Europa. Ein Wort, viel Interpretationsspielraum. Für jeden von uns bedeutet Europa etwas anderes. Lest hier, was Europa für mich persönlich und als Münchens Bürgermeisterin bedeutet.
Jedes Jahr darf ich als „Europabürgermeisterin“ Schirmherrin der städtischen Europafeierlichkeiten sein – allen voran der Münchner Europa-Mai. Und wenn ich sage „darf“, dann meine ich das auch so, denn es ist mein klarer Anspruch, europäische Themen in München während dieser Amtszeit voranzutreiben.
Viele von Euch fragen sich vielleicht, warum es die EU überhaupt braucht oder warum gerade München sich auf europäischer Ebene engagiert. Die Antwort ist einfach: Wir brauchen heute mehr denn je grenzübergreifende Systeme, auf die wir uns verlassen können. München ist ein kleiner Teil Bayerns und Deutschlands und nur ein Mosaiksteinchen auf der Europakarte. Und genau deswegen kann München, aber kann auch dieser Kontinent sein volles Potential nur in einem kooperativen System ausschöpfen.

Das zeigt dann auch ein Blick in die Vergangenheit: Ich schätze mich als eine sehr glückliche Person ein, denn ich musste im Laufe meines Lebens keinen Krieg am eigenen Leib erfahren. Ich möchte mir gar nicht ausmalen, wie es den Generationen unserer Eltern, Großeltern oder Urgroßeltern damit ging, einen oder womöglich sogar beide Weltkriege zu durchleben.
Bereits während der zweite Weltkrieg noch wütete, stellte der Franzose Jean Monnet seine Vision vor, wie sich ein nachhaltiger Frieden in Europa herstellen ließe. Das oberste Ziel dieser Überlegungen war: Sicherheit für alle. Und zu erreichen war dies laut Monnet nur durch eine europäische Föderation, deren Kern eine gemeinsame Wirtschaftseinheit bilden sollte Der zugegeben etwas nüchterne Hintergedanke dabei war, dass sich Nationen im Falle einer wirtschaftlichen Verbundenheit durch gegenseitige Angriffe selbst so viel Schaden zufügen würden, dass sich ein militärisches Eingreifen in Zukunft gar nicht mehr lohnen würde. Heute wissen wir: Die Idee hat funktioniert und damit wurde der Grundstein für die spätere EU gelegt. Europa ist also nicht nur mein ganz persönliches Herzensprojekt, sondern auch ein Friedensprojekt.

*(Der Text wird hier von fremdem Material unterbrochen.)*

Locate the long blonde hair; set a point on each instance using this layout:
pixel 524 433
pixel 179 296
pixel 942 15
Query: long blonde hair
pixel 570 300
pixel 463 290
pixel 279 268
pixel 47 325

Mit diesen Gedanken im Hinterkopf sollten wir auch in die Zukunft schauen: Als zweifache Mutter wünsche ich mir, dass meine Kinder, Enkel, Urgroßenkel in einem friedlichen Umfeld aufwachsen. Zunehmende Abspaltungstendenzen, die im Falle Großbritanniens zu einem Austritt aus der europäischen Gemeinschaft geführt haben, bereiten mir große Sorge. Abspaltungen von der EU sind immer auch Abspaltungen von der Idee einer europäischen Gemeinschaft. Nationalistischen Bestrebungen wie diesen müssen wir jedoch nicht nur aus sicherheitspolitischen, sondern auch aus wirtschaftlichen, sozialen und kulturellen Gründen entgegenwirken.

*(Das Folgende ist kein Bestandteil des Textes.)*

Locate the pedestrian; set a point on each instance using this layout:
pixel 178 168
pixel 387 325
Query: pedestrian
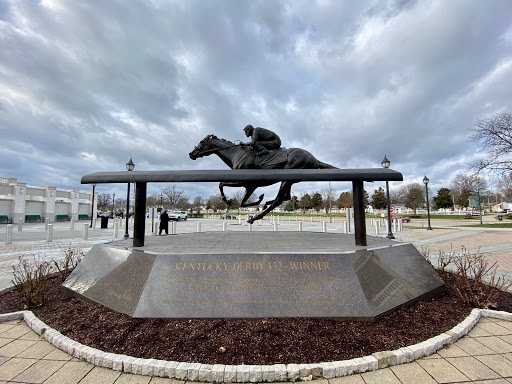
pixel 164 223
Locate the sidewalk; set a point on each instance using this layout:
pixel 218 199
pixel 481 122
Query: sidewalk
pixel 484 355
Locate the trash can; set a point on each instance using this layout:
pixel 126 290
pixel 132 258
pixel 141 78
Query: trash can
pixel 104 221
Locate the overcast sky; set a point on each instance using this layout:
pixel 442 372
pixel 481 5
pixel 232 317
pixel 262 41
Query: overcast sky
pixel 84 85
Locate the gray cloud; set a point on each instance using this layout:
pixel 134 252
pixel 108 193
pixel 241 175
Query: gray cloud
pixel 86 85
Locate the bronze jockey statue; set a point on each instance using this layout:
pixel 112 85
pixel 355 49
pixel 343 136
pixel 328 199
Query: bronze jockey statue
pixel 263 140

Wir müssen dabei an die jungen Menschen denken, an die zukünftigen Generationen, die durch von der EU geförderte Projekte wie das Erasmus+ Programm immer häufiger grenzübergreifend zusammenkommen. Nun wird vor allem das Erasmusprogramm auch immer wieder als kostspieliges Luxusreiseprogramm abgekanzelt. Ich sehe das vollkommen anders: Offene Grenzen und Auslandsaufenthalte dieser Art erweitern den Horizont und füllen die manchmal vielleicht etwas abstrakte Idee der europäischen Einheit mit tatsächlichen Erfahrungen. Wer einmal längere Zeit im Ausland gelebt hat, die Sprache gelernt und den Alltag der Menschen vor Ort kennengelernt hat, wird immer eine besondere Verbindung zu dieser Stadt und diesem Land im Herzen tragen und sich nicht so leicht von Vorurteilen und populistischen Äußerungen überzeugen lassen. Die Coronakrise hat uns vor Augen geführt, was es bedeutet, wenn diese Freiheiten plötzlich nicht mehr existieren. Und ich wage zu behaupten, dass sich niemand eine solche nationale Abgrenzung zurückwünscht.

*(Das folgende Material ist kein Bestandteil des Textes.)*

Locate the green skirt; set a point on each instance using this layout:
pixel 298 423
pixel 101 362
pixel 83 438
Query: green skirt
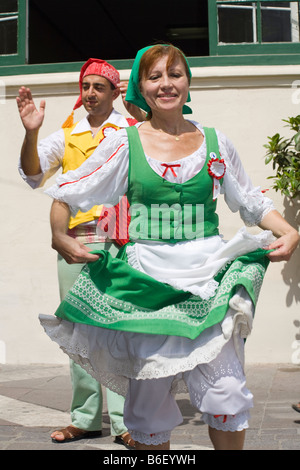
pixel 111 294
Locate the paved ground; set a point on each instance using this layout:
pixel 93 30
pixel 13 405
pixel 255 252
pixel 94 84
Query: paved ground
pixel 34 400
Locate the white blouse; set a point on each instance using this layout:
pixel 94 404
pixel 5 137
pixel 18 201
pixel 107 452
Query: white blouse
pixel 103 178
pixel 187 265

Als Betriebswirtin ist mir aber auch Folgendes wichtig: Offene Grenzen bedeuten im Europäischen Binnenmarkt auch Personen-, Waren-, Dienstleistungs- und Kapitalverkehrsfreiheit. Diese Freiheiten bieten auch im wirtschaftlichen Sinne enorme Entwicklungschancen. Besonders die Personenverkehrsfreiheit bereichert auch Städte wie München. Bürgerinnen und Bürger der EU können hier problemlos leben und arbeiten. München profitiert dabei sowohl von der zusätzlichen Arbeitskraft als auch von dem zusätzlichen Wissen, das durch den regen Austausch in die hier ansässigen Unternehmen fließt. Internationalität steht für Diversität und Vielfalt und sorgt für neue Impulse und Innovationen. Nicht umsonst setze ich mich kontinuierlich dafür ein, dass München sich noch internationaler ausrichtet. Nur so können wir den Arbeits- und Wirtschaftsstandort München auch zukünftig attraktiv halten. Als europäische Weltstadt mit Herz sollte München neben einem humanistischen Selbstverständnis daher auch immer Geflüchtete und Bürgerinnen und Bürger aus Nicht-EU Staaten willkommen heißen und alles dafür tun, dass diese Menschen in unserer Stadt schnellstmöglich ankommen und eine Zukunft aufbauen können.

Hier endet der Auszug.